ISTR that the build system has been improved - out with the old
system derived from Star Office, in with gnu make.  But to be honest
I don't think it made a lot of difference.  For many people, general
bugfixes are probably more important.  I also recall that I had a
problem with one spreadsheet on a 3.6 system after I had moved to
one of the 4.x series, but I no longer recall the detail - and when
I reinstated an old 7.2 box after its replacement died, I could not
see any problem - but it might have only been a problem on a
spreadsheet where I balance my accounts - some of my other
spreadsheets are just grids with dates and text.

> >> raptor needs cURL?
> > Doesn't seem to requre it. But it uses it for retriving files
> > from www.
> 
> I grepped libcurl and saw a line that said "if libcurl is available", so
> I have the same impression.  I had to check RDF on Wikipedia because
> neither redland nor its upstream libraries told me anything about what
> it's FOR.  I think I'll try leaving it out--the more things using the
> internet the larger my "attack surface".  (One of my gripes with KDE is:
> a file manager should not be a browser!)
> 

If only it would *work* as a browser! (recent kde4, now that I have
enough CPU power - window images generally move about if I'm not
extremely careful trying to move to a different desktop, but the big
problems are in konqueror: black-on-black input boxes, and crashing
on e.g. /. - I have no use for file managers).

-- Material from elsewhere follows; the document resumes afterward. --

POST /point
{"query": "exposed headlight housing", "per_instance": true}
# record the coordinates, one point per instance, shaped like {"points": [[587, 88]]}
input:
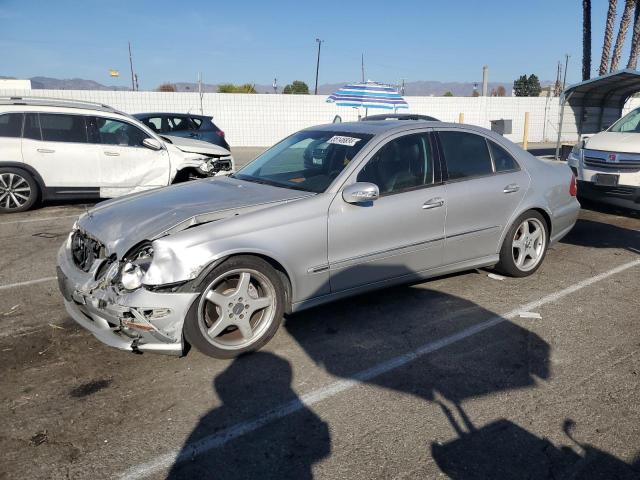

> > According to the page, cURL can be used for more than just retrieving
> > files from the www. It can do file access from most protocols or
> > prefixes. Raptor may need cURL for this purpose. I have never looked
> > at the source code, so I cannot be 100% sure, but it I think that is
> > probably what Raptor uses it for.
> 
> I'm not sure why though.  According to what I read about RDFs, they're a
> primitive sort of relational database of subject-property-value
> "triples" for managing information.  Now, maybe one of the values is a
> URL reference, but still, I think it's probably more secure to let the
> higher-level browser or whatever deal with it if necessary.
> 

I've no idea, and trying to deal with texlive and perl modules takes
most of my time.  If anybody ever looks deeply  into this, it would
be nice to know - but in the meantime I'll probably spend any
relaxation time looking at languages or history on wikipedia ;)

> > cURL is pretty much the de facto standard when working with
> > unstructured data.
> 
> I dunno.  If none of you scream "STOP!", and it turns out I'm making a
> mistake, maybe I'll have to rebuild.  It's happened before.  ;-)
> 
> Thanks guys.  I think I have a plan (for now).
It's only an office suite, and I don't think it offers the attack
surface that mickeysoft has always offered, so I guess you should
follow your own inclination - unless somebody who knows better
speaks up.

At least you will probably build it quicker than I do (6hr30m on my
test machine with -j4 on x86_64 gcc5, current LO version - that is
the box only building en_GB, the others are "somewhat slower" ;-)

I hope you find that building it is worthwhile.

ĸen
-- 
Nanny Ogg usually went to bed early. After all, she was an old lady.
Sometimes she went to bed as early as 6 a.m.